REPUBLIKA.CO.ID, JAKARTA — Dosen Institut Teknologi Bandung (ITB), Jehansyah Siregar, menjelaskan pandangannya bahwa Kementerian ESDM dan SKK Migas sebagai regulator harus hadir dan bertanggung jawab secara langsung kepada Presiden dalam setiap proses penyusunan kebijakan sektor energi.
Ia juga mendorong Kementerian ESDM dan SKK Migas untuk membentuk forum "energy dialogue and debate" yang rutin digelar, baik di hadapan Presiden maupun di ruang publik. Forum ini, menurutnya, akan melahirkan sebuah "energy policy networks" yang berisi gagasan-gagasan kuat, visioner, dan berbasis data.
“Jejaring kebijakan itulah yang nantinya akan terus memproduksi arah kebijakan dan strategi migas nasional. Selama ini kebijakan dihasilkan dari proses yang tidak transparan sehingga kelompok mafia bisa bergerak bebas,” tegasnya dalam sebuah wawancara pada Rabu (26/11/2025).
Jehansyah menyebut, langkah aparat hukum menindak tegas mafia migas sudah benar. Namun, tindakan hukum saja tidak cukup apabila pemerintah tetap mempertahankan pola business as usual (bisnis seperti biasa) dalam penyusunan kebijakan energi.

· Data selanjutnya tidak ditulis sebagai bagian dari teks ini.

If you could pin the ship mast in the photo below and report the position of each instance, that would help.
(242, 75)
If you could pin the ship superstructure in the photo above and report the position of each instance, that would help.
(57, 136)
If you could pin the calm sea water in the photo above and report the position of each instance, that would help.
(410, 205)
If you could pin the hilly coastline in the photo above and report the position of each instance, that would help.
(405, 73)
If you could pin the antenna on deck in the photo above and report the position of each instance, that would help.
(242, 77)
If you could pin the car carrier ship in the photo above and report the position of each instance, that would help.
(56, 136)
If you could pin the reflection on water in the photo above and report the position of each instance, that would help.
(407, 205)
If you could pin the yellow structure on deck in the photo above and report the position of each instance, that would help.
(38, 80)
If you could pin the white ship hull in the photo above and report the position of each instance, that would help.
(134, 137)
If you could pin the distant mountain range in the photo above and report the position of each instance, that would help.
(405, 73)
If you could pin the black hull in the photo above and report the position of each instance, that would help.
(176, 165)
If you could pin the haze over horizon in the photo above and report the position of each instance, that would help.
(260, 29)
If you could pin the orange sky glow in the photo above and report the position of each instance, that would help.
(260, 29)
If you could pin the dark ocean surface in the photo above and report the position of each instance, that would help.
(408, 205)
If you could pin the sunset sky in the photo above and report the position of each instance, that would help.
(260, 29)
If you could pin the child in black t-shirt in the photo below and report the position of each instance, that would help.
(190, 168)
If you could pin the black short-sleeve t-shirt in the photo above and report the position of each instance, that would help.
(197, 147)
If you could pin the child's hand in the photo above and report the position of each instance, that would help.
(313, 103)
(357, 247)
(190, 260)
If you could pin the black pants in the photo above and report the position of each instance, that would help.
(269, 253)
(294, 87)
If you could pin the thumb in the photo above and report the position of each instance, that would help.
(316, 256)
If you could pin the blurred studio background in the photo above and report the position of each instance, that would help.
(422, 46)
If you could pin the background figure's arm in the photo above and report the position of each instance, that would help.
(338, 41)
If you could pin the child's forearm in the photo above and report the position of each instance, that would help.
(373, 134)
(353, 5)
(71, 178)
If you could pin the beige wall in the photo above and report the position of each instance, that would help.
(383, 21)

“Semua korupsi mafia migas terjadi karena regulator malas membangun sistem yang andal dan akuntabel. Kebijakan energi itu tidak bisa hanya berdasarkan pidato satu-dua menteri, tapi harus melalui desain debat kebijakan yang matang,” ungkapnya.
Ia menegaskan, sektor migas sebenarnya bukan bidang yang rumit secara teknis. Banyak putra-putri bangsa sudah menguasai teknologi dan rekayasa perminyakan modern. “Ini bukan rocket science seperti persaingan microchip antara Nvidia dan Huawei. Teknis enjinering migas sudah dikuasai anak bangsa. Yang lemah adalah proses policy making-nya [pembuatan kebijakan],” katanya.
Jehansyah menegaskan bahwa Badan Usaha Milik Negara (BUMN) migas juga harus ditempatkan langsung di bawah kendali Presiden untuk mengakhiri dominasi mafia migas yang selama ini mengacaukan tata kelola energi nasional.
Menurutnya, selama proses pembuatan kebijakan migas dilakukan di "ruang-ruang gelap" dan dipengaruhi kelompok-kelompok berkepentingan, maka mafia migas akan tetap eksis dan terus merugikan negara.
“Semua yang direncanakan, ditargetkan, apa tahap-tahap yang dilaksanakan dan bagaimana strategi yang diambil harus terjadi di ruang kerja Presiden. Pertamina tidak bisa bekerja sendirian,” ujar Jehansyah.
“Negara harus kuat membangun sistem, memilih sosok-sosok yang brilian dan berintegritas, serta tegas menindak kasus hukum. Hanya dengan itu mafia migas bisa benar-benar dihentikan,” tutupnya.